Caged: Minas começa 2026 com mais de 7 mil empregos formais; indústria lidera contratações

Saldo de vagas cresce 56% em relação ao mesmo período do ano passado; micro e pequenas empresas respondem por um quarto das novas vagas

 

O mercado de trabalho formal em Minas Gerais iniciou 2026 com saldo positivo de 7.425 empregos com carteira assinada, segundo levantamento realizado pelo Sebrae Minas, a partir dos dados do Cadastro Geral de Empregados e Desempregados (Caged). O resultado representa crescimento de 56,4% na comparação com janeiro de 2025, quando haviam sido criados 4.745 postos, e sinaliza retomada após o saldo negativo típico de dezembro, período marcado pelo encerramento de contratos temporários.

Os números resultam de 225.801 admissões e 218.376 desligamentos no primeiro mês do ano. A reversão em relação a dezembro de 2025, quando o saldo havia sido negativo em mais de 73 mil vagas, confirma o movimento sazonal de recomposição do emprego formal no início do ano.

Entre os setores da economia, indústria e construção civil foram os principais responsáveis pelo saldo positivo, com saldo de 9.416 vagas e 4.041 vagas, respectivamente. Já comércio e serviços apresentaram retração, com fechamento de 5.789 e 1.560 postos, refletindo o ajuste após o período de contratações do fim de ano.

As micro e pequenas empresas (MPE) voltaram a apresentar saldo positivo em janeiro, com saldo positivo de 1.874 vagas, embora em ritmo inferior ao observado no mesmo período do ano passado. Esse volume representa 25,2% de todo o saldo de empregos formais do estado, enquanto médias e grandes empresas responderam por cerca de 63,6% das novas vagas.

Regionalmente, a geração de empregos apresentou forte variação dentro do estado. As maiores expansões ocorreram nas regiões Centro-Oeste e Sudoeste (2.559 vagas), Sul de Minas (1.483) e Triângulo Mineiro (1.462). Já a região do Rio Doce e Vale do Aço registrou retração de 1.500 vagas, sendo o principal resultado negativo no período.

Entre os municípios, os maiores saldos positivos foram observados em Nova Serrana (733 vagas), Nova Lima (649), Capelinha (517) e Extrema (513). No recorte das micro e pequenas empresas, Uberlândia liderou a geração de empregos, com saldo de 618 vagas.

Jovens e ensino médio predominam nas contratações
Entre os trabalhadores contratados pelas micro e pequenas empresas, 56,4% foram homens e 43,6% mulheres. A faixa etária com maior participação foi a de 18 a 24 anos, responsável por 28,6% das admissões, indicando que os pequenos negócios seguem como importante porta de entrada para jovens no mercado de trabalho formal.

A escolaridade predominante entre os contratados foi ensino médio completo, presente em 67,7% das admissões realizadas por MPE no período. O salário médio de contratação ficou em R$ 2.161,47, valor ligeiramente superior ao salário médio dos desligamento, que foi de R$ 2.079,04.

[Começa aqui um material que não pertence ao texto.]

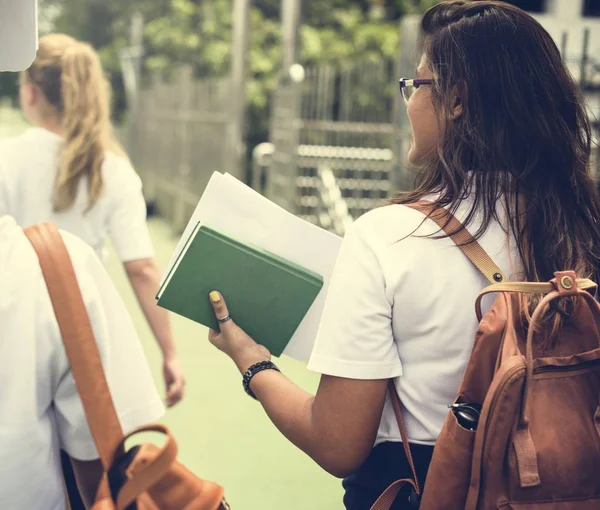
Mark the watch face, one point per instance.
(18, 34)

O que esperar da economia nos próximos meses
Apesar do início positivo, a tendência para os próximos meses é de crescimento mais moderado do emprego, influenciado por condições financeiras ainda restritivas e pelo custo elevado do crédito.

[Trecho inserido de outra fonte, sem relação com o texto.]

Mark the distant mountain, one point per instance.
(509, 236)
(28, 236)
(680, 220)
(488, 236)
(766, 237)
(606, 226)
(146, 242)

“No mês de janeiro, a geração de empregos em Minas Gerais foi impulsionada, principalmente, pela indústria e construção civil. Para os próximos meses, a expectativa para os dados do mercado de trabalho no estado é de continuidade da geração líquida positiva de empregos, com atividades ligadas à serviços educacionais e à agropecuária, em especial o café, fortalecendo a sustentação da atividade econômica estadual, enquanto outras atividades tendem a apresentar crescimento mais gradual”, comenta o analista do Sebrae Minas Marcílio Duarte.

Sobre o Caged
O Cadastro Geral de Empregados e Desempregados (CAGED), instituído pela Lei nº 4.923, de 23 de dezembro de 1965, foi criado como instrumento de acompanhamento e fiscalização mensal das admissões e dispensas de trabalhadores regidos pela Consolidação das Leis do Trabalho (CLT). A partir de 1986 passou a ser utilizado como suporte ao pagamento do seguro-desemprego e, mais recentemente, tornou-se um relevante instrumento à reciclagem profissional e à recolocação do trabalhador no mercado de trabalho.

O cadastro constitui importante fonte de informação do mercado de trabalho de âmbito nacional e de periodicidade mensal. Desde janeiro de 2020, o uso do Sistema do CAGED foi substituído gradativamente pelo Sistema de Escrituração Digital das Obrigações Fiscais, Previdenciárias e Trabalhistas (eSocial). Atualmente, todas as empresas estão obrigadas a declarar as movimentações por meio do eSocial.